Anion exchange resins offer an alternative approach to PFAS sorption owing to their selective ion-exchange properties. The functional groups of the resin attract and exchange negatively charged PFAS present in water, effectively capturing and immobilizing them within the resin matrix. IRA910, which is a polystyrene macroporous anion exchange resin, showed sorption capacities of 2.97, 3.47, 2.79 and 3.41 mmol g⁻¹ for perfluorobutanoic acid (PFBA), PFOA, PFOS and Potassium Nonafluoro-1-Butanesulfonate (PFBS), respectively. PFAS are synthetic compounds characterized by their fully fluorinated carbon chains, which impart remarkable stability and resistance to heat, chemicals and biodegradation. These properties have led to their widespread use in various industrial and consumer products, including firefighting foams, water-resistant textiles, nonstick coatings and food packaging products. Despite their beneficial properties, the persistence and mobility of PFAS in the environment have raised significant concerns.
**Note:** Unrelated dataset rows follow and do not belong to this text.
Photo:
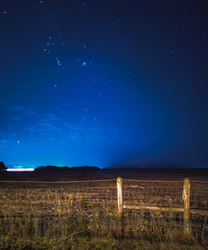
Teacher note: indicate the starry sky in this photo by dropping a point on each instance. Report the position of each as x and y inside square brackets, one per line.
[103, 83]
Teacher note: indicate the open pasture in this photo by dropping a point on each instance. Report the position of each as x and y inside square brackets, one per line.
[63, 213]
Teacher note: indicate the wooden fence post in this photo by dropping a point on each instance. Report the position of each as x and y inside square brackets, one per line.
[119, 196]
[186, 198]
[120, 206]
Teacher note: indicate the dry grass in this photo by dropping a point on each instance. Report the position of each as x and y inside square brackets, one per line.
[83, 215]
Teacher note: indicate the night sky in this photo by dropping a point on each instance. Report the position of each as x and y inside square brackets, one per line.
[103, 83]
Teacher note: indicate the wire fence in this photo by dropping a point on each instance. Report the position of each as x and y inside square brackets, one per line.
[48, 203]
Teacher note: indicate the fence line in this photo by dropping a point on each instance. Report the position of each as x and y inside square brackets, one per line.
[185, 197]
[58, 182]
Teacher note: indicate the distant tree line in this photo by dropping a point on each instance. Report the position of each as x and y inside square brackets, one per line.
[56, 168]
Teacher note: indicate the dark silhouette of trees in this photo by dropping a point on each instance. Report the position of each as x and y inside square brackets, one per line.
[2, 166]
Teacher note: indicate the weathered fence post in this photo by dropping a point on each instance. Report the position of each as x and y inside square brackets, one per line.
[186, 198]
[120, 206]
[119, 196]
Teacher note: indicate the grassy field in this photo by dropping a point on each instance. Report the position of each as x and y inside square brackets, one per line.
[78, 210]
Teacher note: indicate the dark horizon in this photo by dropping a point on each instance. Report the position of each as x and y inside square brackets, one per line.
[104, 83]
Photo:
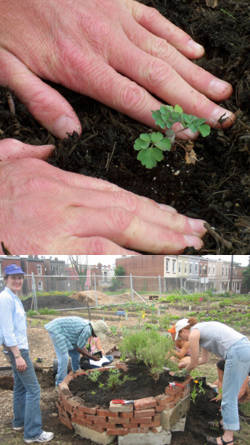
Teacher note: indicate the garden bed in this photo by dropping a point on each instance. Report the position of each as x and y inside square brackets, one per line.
[156, 409]
[217, 187]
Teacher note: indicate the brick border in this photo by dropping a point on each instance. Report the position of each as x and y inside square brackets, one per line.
[141, 417]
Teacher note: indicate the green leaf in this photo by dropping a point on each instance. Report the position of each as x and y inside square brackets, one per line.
[204, 130]
[164, 145]
[150, 157]
[145, 137]
[156, 137]
[178, 109]
[139, 144]
[158, 119]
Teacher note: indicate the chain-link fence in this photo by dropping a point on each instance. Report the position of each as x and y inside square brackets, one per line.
[71, 292]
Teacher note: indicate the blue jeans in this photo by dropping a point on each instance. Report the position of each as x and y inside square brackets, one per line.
[26, 398]
[63, 358]
[237, 367]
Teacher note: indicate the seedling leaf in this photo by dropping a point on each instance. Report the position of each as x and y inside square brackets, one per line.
[150, 157]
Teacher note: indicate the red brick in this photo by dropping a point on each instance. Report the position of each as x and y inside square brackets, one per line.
[146, 402]
[87, 410]
[145, 420]
[103, 412]
[117, 431]
[111, 414]
[144, 413]
[144, 429]
[133, 429]
[66, 422]
[127, 415]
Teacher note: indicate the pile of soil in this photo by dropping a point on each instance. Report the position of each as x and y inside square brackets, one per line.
[52, 302]
[200, 413]
[141, 385]
[217, 187]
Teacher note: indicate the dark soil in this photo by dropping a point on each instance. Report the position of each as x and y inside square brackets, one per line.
[217, 187]
[201, 412]
[53, 302]
[142, 385]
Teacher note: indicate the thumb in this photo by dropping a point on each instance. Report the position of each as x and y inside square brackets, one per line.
[43, 101]
[13, 149]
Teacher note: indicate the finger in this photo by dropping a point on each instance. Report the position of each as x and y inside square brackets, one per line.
[196, 76]
[44, 103]
[128, 231]
[163, 81]
[158, 25]
[144, 209]
[93, 245]
[111, 88]
[13, 149]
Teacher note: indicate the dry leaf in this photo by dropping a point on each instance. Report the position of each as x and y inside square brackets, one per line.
[190, 157]
[212, 3]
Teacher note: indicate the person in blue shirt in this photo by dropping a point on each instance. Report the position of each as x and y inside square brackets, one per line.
[13, 335]
[70, 336]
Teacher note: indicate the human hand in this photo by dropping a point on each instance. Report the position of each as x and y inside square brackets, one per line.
[121, 53]
[21, 364]
[44, 209]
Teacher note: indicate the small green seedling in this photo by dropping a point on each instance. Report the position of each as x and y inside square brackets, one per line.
[151, 146]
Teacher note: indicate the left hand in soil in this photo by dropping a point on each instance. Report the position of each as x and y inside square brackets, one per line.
[121, 53]
[63, 212]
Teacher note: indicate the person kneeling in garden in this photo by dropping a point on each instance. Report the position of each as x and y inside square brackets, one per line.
[13, 336]
[225, 342]
[69, 336]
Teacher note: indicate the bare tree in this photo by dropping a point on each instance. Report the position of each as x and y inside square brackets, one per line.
[79, 264]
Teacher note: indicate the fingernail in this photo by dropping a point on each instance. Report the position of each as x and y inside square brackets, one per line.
[64, 125]
[220, 115]
[219, 86]
[193, 241]
[198, 49]
[167, 208]
[197, 226]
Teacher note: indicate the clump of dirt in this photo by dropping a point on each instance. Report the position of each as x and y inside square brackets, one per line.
[217, 187]
[140, 384]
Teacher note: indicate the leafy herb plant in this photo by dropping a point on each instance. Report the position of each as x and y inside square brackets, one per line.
[151, 146]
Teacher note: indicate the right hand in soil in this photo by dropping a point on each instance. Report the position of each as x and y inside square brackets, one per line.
[121, 53]
[44, 209]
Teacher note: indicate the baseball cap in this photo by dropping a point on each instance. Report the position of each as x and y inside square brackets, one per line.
[13, 269]
[172, 329]
[183, 323]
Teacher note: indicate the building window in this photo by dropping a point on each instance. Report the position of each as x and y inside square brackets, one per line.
[174, 266]
[40, 285]
[39, 269]
[167, 265]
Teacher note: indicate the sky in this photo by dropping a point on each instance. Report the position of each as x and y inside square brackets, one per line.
[110, 259]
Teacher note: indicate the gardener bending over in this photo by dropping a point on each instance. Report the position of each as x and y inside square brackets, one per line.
[69, 336]
[13, 335]
[225, 342]
[121, 53]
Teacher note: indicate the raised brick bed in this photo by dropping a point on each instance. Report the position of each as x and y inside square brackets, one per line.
[151, 419]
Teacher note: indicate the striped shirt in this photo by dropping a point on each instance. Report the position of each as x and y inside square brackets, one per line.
[13, 325]
[69, 332]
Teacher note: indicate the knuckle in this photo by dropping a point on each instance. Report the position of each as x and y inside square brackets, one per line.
[151, 14]
[120, 219]
[96, 245]
[128, 200]
[158, 73]
[132, 96]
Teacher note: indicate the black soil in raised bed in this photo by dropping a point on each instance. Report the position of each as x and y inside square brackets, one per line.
[217, 187]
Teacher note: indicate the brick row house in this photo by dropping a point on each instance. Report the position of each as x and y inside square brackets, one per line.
[187, 272]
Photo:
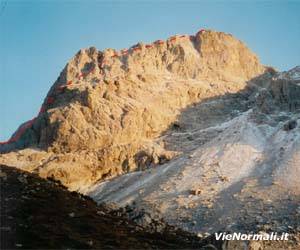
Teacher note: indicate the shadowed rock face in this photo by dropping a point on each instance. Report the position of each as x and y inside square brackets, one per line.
[103, 114]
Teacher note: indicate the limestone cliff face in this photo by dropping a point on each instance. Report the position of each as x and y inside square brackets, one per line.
[103, 115]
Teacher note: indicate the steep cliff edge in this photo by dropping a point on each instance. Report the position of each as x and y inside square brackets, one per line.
[104, 114]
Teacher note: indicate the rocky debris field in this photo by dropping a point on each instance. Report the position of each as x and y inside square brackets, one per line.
[192, 132]
[41, 214]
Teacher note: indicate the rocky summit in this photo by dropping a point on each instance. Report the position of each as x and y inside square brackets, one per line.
[193, 129]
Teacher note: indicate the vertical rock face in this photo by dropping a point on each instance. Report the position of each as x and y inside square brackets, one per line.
[103, 115]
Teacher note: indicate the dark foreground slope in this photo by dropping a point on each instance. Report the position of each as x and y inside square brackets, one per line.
[41, 214]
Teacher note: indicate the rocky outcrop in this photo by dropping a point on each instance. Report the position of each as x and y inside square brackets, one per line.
[103, 115]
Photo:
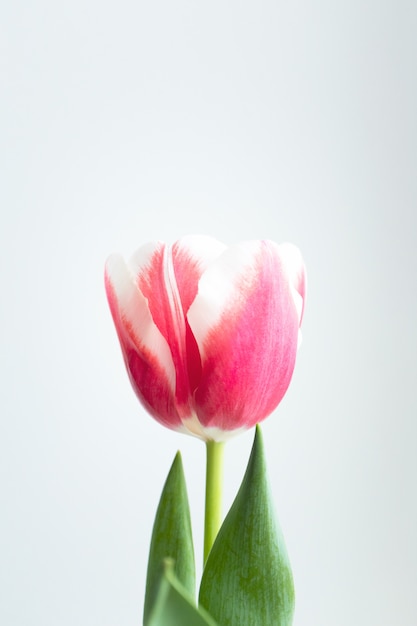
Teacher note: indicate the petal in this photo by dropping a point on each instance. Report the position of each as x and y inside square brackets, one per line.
[191, 256]
[246, 323]
[146, 352]
[168, 279]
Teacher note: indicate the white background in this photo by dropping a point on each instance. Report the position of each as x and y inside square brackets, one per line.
[123, 122]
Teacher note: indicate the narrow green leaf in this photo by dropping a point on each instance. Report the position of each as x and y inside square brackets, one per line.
[171, 537]
[247, 580]
[173, 606]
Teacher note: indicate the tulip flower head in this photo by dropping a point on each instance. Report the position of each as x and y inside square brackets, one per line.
[209, 333]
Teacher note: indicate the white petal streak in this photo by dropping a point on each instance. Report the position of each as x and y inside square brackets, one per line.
[135, 315]
[204, 250]
[224, 282]
[293, 264]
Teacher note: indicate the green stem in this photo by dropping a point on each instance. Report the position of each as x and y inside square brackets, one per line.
[214, 489]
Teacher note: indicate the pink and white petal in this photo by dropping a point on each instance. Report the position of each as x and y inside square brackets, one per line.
[153, 269]
[246, 325]
[191, 256]
[293, 263]
[146, 352]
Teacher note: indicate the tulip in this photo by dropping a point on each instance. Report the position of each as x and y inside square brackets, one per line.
[209, 333]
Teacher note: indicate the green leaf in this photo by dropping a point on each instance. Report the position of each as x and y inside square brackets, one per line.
[171, 537]
[173, 606]
[247, 580]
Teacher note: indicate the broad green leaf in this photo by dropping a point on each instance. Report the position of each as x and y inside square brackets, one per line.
[171, 537]
[173, 606]
[247, 579]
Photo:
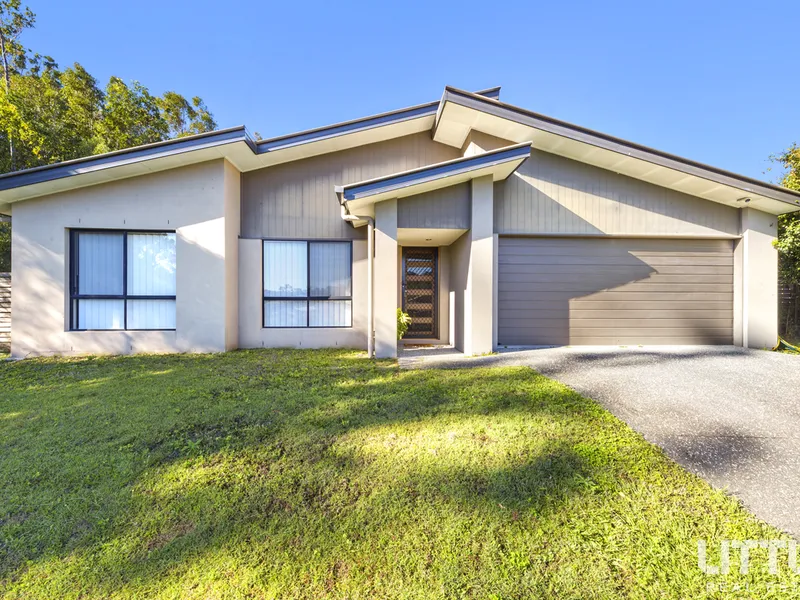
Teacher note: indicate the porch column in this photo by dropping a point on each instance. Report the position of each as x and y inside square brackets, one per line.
[479, 301]
[386, 276]
[755, 321]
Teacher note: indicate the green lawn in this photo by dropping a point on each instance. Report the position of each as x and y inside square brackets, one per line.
[307, 474]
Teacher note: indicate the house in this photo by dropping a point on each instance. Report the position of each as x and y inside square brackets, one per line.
[491, 225]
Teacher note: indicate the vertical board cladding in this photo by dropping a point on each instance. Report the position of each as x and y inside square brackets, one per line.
[5, 309]
[446, 208]
[550, 194]
[297, 201]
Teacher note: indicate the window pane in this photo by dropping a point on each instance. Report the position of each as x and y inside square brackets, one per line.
[329, 313]
[151, 314]
[151, 264]
[330, 269]
[285, 313]
[101, 314]
[99, 263]
[285, 269]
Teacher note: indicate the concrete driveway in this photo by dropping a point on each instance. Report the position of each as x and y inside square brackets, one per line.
[728, 414]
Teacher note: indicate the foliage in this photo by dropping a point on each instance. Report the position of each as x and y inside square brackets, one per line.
[310, 474]
[49, 115]
[788, 243]
[403, 321]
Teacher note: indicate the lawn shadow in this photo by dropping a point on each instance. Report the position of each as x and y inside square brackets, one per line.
[256, 452]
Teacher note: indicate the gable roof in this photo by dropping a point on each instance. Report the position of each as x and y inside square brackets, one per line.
[499, 163]
[450, 120]
[460, 112]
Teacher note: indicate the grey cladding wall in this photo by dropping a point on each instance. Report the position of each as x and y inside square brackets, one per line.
[447, 208]
[551, 194]
[296, 200]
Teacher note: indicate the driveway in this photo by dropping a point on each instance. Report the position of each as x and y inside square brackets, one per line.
[730, 415]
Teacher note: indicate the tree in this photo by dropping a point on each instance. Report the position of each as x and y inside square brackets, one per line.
[13, 21]
[184, 118]
[788, 243]
[130, 117]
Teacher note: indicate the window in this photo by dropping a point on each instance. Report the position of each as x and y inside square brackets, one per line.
[122, 280]
[308, 284]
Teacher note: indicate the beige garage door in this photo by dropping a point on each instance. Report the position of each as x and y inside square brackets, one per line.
[554, 291]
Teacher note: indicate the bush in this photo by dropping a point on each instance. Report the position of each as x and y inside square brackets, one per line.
[403, 321]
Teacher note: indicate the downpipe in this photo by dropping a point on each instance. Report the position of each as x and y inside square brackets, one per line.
[346, 216]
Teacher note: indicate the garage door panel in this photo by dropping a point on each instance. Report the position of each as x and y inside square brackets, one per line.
[616, 259]
[603, 305]
[519, 313]
[595, 279]
[522, 244]
[623, 291]
[586, 288]
[622, 323]
[600, 269]
[622, 296]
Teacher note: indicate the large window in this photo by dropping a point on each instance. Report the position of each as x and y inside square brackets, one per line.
[307, 284]
[122, 280]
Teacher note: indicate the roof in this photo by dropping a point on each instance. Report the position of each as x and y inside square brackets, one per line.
[450, 120]
[460, 111]
[499, 163]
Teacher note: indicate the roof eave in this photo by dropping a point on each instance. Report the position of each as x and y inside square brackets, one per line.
[619, 145]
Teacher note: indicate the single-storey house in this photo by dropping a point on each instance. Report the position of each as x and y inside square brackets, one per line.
[489, 224]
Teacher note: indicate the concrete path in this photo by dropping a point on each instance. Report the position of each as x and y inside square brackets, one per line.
[728, 414]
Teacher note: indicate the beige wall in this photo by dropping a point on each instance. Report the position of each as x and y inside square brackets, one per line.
[479, 308]
[296, 200]
[197, 201]
[757, 262]
[251, 303]
[386, 279]
[553, 195]
[459, 277]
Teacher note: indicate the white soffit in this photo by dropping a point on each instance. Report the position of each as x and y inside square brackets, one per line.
[499, 164]
[343, 142]
[407, 236]
[237, 153]
[456, 121]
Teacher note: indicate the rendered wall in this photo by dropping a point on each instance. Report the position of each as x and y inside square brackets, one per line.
[198, 202]
[296, 200]
[756, 281]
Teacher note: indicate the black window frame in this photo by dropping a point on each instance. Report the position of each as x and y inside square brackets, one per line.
[307, 298]
[74, 279]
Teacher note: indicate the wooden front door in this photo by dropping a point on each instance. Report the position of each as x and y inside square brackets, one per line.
[420, 291]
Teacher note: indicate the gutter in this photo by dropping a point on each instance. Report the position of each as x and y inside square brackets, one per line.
[346, 216]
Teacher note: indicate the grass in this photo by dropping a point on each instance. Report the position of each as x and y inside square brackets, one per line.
[308, 474]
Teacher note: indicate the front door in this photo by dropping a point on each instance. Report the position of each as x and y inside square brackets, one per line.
[420, 291]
Elevated levels of PFAS have been detected in air, water, soil and biota, leading to potential adverse health effects. These effects include developmental issues, immune system disruption and hormonal imbalances, underscoring the urgent need for effective strategies to remove PFAS from contaminated sources. Sorption techniques have emerged as a promising solution for PFAS removal due to their efficiency, cost-effectiveness and environmentally benign nature. Sorption involves the transfer of PFAS molecules from the aqueous phase to solid materials known as sorbents. Various sorbents have been explored for PFAS removal, including activated carbon, zeolites, polymers and biochar. Among these, activated carbon and anion exchange resins have gained prominence as the most common and effective PFAS sorbents. Activated carbon is favored for its high surface area, high porosity and affinity for low-surface-energy materials. Its diverse surface chemistry allows it to adsorb a wide range of organic compounds, including PFAS. Studies have shown that Pulverized Activated Carbon (PAC) exhibits significant sorption capacities for PFAS compounds.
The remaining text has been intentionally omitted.